Monday, October 29, 2012

Fire and Trains

If there's one thing people know about Littles it's that he loves trains. Specifically Thomas, but any train will do in a pinch. If he could, he would wear Thomas shirts every day and Thomas pajamas every night, and on the rare occasion that Tiny has worn clothing with trains, said clothing was in danger of being ripped off of him. He has three different toys trains that he prefers not to ever share, and if he could, he would spend all day looking at Aunt A's train pictures online. Consequently, the highlight of his visit with Neni and Aki was the trains, because while we may have planes galore on base, the town they live in has a regular train route just three blocks from where my parents are staying. Every morning at breakfast he would hear the train and every night at dinner and several times in between, and it never failed to illicit thrills of joy. Aki was roped into drawing train after train after train, and even loving Aunt J sent over a train set for Littles to play with while we were there.
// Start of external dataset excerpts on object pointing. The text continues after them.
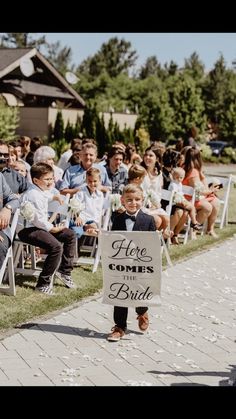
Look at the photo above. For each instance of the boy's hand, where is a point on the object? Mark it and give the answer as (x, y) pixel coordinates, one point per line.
(5, 216)
(58, 198)
(79, 221)
(57, 229)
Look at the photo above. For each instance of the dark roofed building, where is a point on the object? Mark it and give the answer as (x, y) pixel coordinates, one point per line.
(29, 81)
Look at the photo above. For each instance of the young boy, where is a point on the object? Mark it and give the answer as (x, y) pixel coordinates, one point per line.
(42, 233)
(89, 219)
(133, 219)
(136, 175)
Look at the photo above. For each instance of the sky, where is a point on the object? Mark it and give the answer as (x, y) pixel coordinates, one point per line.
(165, 46)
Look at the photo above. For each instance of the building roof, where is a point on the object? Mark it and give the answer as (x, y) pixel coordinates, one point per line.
(41, 88)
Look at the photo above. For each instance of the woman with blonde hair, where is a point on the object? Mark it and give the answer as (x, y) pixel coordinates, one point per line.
(207, 205)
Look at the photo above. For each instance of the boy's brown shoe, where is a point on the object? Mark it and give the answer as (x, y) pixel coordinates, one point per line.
(143, 321)
(116, 334)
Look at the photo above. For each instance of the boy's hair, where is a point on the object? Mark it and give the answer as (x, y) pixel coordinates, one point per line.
(131, 188)
(20, 162)
(178, 171)
(93, 171)
(136, 171)
(40, 169)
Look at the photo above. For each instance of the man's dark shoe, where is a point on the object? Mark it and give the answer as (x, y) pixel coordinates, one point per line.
(143, 321)
(45, 289)
(116, 334)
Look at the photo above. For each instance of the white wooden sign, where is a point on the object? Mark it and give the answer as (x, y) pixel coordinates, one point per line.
(131, 264)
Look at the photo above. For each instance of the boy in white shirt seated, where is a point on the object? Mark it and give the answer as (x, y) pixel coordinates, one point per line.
(89, 219)
(58, 241)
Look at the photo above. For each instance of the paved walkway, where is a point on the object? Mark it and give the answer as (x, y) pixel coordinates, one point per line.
(191, 340)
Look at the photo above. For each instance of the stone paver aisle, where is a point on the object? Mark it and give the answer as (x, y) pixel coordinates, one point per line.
(191, 339)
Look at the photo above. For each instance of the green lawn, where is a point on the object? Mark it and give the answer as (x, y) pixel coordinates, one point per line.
(28, 305)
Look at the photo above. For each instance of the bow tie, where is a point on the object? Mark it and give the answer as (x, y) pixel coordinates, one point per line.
(131, 217)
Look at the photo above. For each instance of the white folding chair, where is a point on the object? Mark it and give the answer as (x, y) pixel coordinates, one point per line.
(19, 247)
(8, 263)
(226, 181)
(91, 246)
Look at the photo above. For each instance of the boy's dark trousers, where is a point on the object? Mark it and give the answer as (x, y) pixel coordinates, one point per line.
(59, 247)
(121, 313)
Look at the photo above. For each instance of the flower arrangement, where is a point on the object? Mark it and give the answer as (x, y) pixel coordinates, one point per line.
(27, 211)
(178, 198)
(75, 207)
(151, 200)
(199, 189)
(115, 201)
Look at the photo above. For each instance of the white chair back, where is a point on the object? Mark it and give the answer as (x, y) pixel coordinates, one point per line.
(8, 262)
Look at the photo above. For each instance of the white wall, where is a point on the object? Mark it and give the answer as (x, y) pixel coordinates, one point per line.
(36, 121)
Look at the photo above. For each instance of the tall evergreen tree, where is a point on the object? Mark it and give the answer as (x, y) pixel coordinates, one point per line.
(21, 40)
(194, 66)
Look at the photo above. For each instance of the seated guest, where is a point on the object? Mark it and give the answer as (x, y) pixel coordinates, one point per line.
(8, 204)
(14, 179)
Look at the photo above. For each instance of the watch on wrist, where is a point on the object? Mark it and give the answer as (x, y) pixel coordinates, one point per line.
(8, 206)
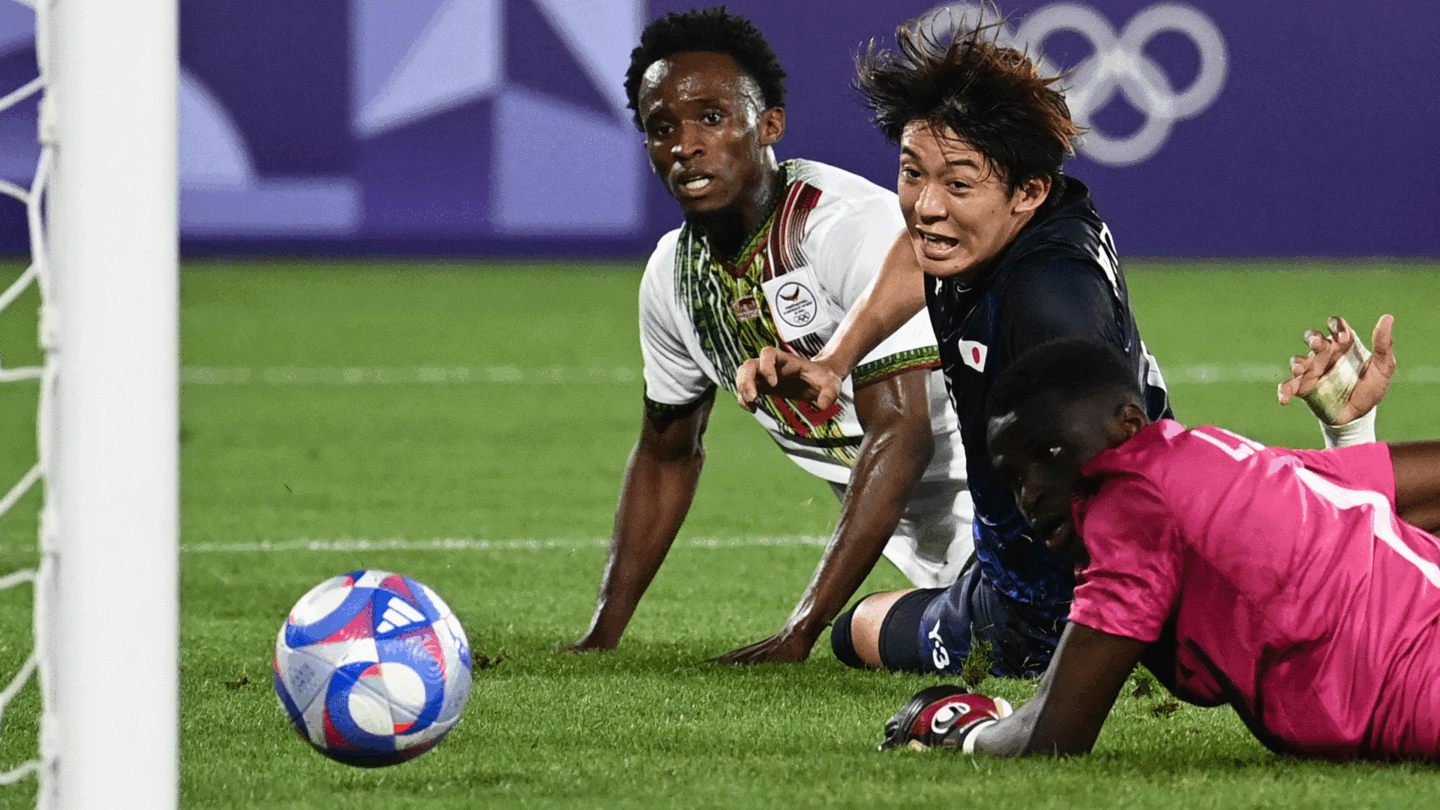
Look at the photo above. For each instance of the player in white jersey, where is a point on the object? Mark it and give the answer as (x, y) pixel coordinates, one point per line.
(772, 255)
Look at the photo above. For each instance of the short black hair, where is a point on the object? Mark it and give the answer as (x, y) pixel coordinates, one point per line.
(710, 30)
(990, 95)
(1069, 368)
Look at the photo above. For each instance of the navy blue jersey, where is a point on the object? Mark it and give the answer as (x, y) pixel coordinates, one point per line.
(1059, 278)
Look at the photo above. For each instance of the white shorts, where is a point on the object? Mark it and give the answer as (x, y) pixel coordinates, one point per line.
(935, 538)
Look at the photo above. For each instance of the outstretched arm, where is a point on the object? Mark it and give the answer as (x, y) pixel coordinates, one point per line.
(894, 454)
(1074, 696)
(1337, 392)
(893, 297)
(1417, 483)
(1063, 718)
(660, 484)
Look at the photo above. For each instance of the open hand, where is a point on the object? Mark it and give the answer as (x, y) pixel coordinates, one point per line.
(1374, 375)
(788, 376)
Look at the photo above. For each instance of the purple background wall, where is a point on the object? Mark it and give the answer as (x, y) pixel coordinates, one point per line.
(498, 127)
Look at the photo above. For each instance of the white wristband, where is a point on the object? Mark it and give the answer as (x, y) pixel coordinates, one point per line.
(1357, 431)
(968, 741)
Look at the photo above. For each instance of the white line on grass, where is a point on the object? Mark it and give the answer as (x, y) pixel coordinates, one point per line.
(477, 544)
(621, 375)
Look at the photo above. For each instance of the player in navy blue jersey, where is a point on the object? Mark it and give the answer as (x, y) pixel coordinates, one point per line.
(1007, 252)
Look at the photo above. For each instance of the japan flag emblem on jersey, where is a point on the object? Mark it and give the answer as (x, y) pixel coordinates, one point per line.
(974, 353)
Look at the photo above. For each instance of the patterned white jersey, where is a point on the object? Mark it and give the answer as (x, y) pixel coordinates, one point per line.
(702, 316)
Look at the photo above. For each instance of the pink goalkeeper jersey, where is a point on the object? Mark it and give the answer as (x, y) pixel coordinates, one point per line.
(1278, 581)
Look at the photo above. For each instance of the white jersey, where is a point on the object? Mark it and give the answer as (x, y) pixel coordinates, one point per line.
(702, 316)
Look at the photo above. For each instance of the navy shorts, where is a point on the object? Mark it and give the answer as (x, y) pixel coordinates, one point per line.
(930, 630)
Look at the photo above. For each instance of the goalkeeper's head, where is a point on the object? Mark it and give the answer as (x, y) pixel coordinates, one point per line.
(1047, 415)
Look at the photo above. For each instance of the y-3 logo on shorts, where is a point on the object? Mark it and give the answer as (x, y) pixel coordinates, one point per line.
(974, 353)
(938, 653)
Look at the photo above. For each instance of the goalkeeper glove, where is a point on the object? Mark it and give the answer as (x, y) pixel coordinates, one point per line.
(943, 717)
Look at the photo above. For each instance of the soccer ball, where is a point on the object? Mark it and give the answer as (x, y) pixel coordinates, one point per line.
(373, 668)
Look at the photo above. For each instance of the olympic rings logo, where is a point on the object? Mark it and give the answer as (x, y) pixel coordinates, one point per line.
(1119, 64)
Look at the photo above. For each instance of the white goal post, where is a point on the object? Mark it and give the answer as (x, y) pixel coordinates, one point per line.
(110, 327)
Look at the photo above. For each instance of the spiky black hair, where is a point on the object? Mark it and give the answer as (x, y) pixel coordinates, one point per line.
(710, 30)
(984, 92)
(1069, 368)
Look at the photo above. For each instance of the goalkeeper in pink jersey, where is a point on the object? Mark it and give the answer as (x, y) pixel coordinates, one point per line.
(1299, 587)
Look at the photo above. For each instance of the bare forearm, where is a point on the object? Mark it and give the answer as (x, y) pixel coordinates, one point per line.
(886, 473)
(1417, 483)
(1073, 701)
(654, 502)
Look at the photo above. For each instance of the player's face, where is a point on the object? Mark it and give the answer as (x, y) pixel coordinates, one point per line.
(1038, 450)
(706, 131)
(958, 209)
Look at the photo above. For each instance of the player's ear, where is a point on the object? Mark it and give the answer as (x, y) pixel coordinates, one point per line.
(772, 126)
(1031, 193)
(1131, 418)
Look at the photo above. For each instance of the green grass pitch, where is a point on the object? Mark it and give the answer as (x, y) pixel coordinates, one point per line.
(378, 410)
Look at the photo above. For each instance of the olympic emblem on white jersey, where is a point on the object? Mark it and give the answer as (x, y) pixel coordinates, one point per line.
(1119, 64)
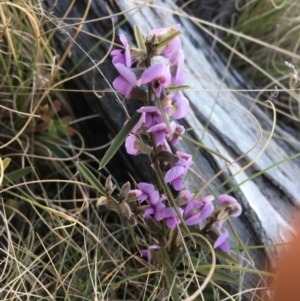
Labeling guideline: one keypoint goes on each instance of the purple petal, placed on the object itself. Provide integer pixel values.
(225, 199)
(118, 56)
(146, 187)
(127, 73)
(157, 128)
(221, 241)
(160, 138)
(139, 124)
(130, 145)
(178, 184)
(154, 197)
(193, 220)
(159, 212)
(127, 51)
(187, 194)
(146, 253)
(175, 139)
(171, 223)
(134, 193)
(208, 198)
(148, 211)
(181, 103)
(153, 72)
(206, 211)
(121, 85)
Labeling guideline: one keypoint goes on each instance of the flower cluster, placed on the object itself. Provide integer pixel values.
(158, 70)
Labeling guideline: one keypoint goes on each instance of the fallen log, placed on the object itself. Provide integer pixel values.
(220, 118)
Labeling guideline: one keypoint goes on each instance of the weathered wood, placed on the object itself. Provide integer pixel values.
(217, 117)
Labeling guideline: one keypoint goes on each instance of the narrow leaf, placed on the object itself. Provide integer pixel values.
(119, 139)
(16, 175)
(178, 88)
(88, 175)
(140, 41)
(166, 40)
(169, 274)
(6, 162)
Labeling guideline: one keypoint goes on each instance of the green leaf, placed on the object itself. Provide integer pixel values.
(219, 253)
(119, 139)
(88, 175)
(140, 41)
(168, 39)
(16, 175)
(219, 275)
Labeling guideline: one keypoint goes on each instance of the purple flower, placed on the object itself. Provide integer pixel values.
(148, 193)
(136, 129)
(156, 210)
(161, 132)
(176, 173)
(225, 199)
(147, 252)
(159, 75)
(122, 56)
(177, 106)
(131, 143)
(196, 211)
(175, 138)
(171, 216)
(176, 61)
(221, 242)
(152, 115)
(126, 81)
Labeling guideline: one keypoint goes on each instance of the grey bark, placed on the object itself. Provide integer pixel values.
(217, 118)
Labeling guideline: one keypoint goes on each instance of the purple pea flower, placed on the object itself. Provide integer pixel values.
(171, 216)
(175, 138)
(196, 211)
(159, 75)
(126, 81)
(122, 56)
(221, 241)
(157, 210)
(152, 115)
(176, 105)
(148, 193)
(225, 199)
(176, 61)
(161, 132)
(131, 145)
(176, 173)
(147, 252)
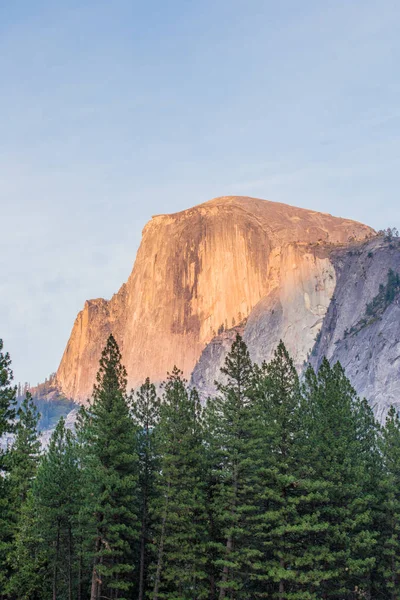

So taking him to the train station to see a real live train was a no brainer. Best. Day. Ever. Right? Little's excitement was unparalleled. The train came rumbling into the station, rattling and roaring as it slowed to a stop and then it sounded its horn, long and loud. And there was Littles with his hands over his ears, crying.

I thought to myself, in retrospect, isn't that just how we are about God? We love the idea of Him. We love to think that we know everything there is to know about Him. We read books about Him; we talk about Him; we diagram and debate and decipher Him. We think that we are on the inside track (no pun intended, but you're welcome to laugh if you like puns) when it comes to God. But then He comes rumbling into our lives, rattling and roaring and making perhaps a brief stop, and He doesn't have to stay long or be loud because we find ourselves shaken to the core. That is the only response to His presence.

Our God is a consuming fire.

Think of Moses in Exodus 33. All he saw was God's back, and his face shone so brightly that the people of Israel couldn't look at it. Or Isaiah in Isaiah 6 whose response to seeing the Lord was to say, "Woe is me! For I am lost, for I am a man of unclean lips!" Yes, there are times when He speaks to us in a gentle whisper (1 Kings 19), but how often do I come into His presence expecting gentleness, a pat on the back, a cup of tea and some tissues when there is just as good a chance that He will respond with fire?

As Lewis so poignantly says at the end of The Lion, the Witch, and the Wardrobe, "He's not a tame lion." He's not a toy train. And it is presumptuous of me to not expect to be just a little terrified in His presence.

1 comment:

  1. So beautifully and powerfully put. You need to get this printed.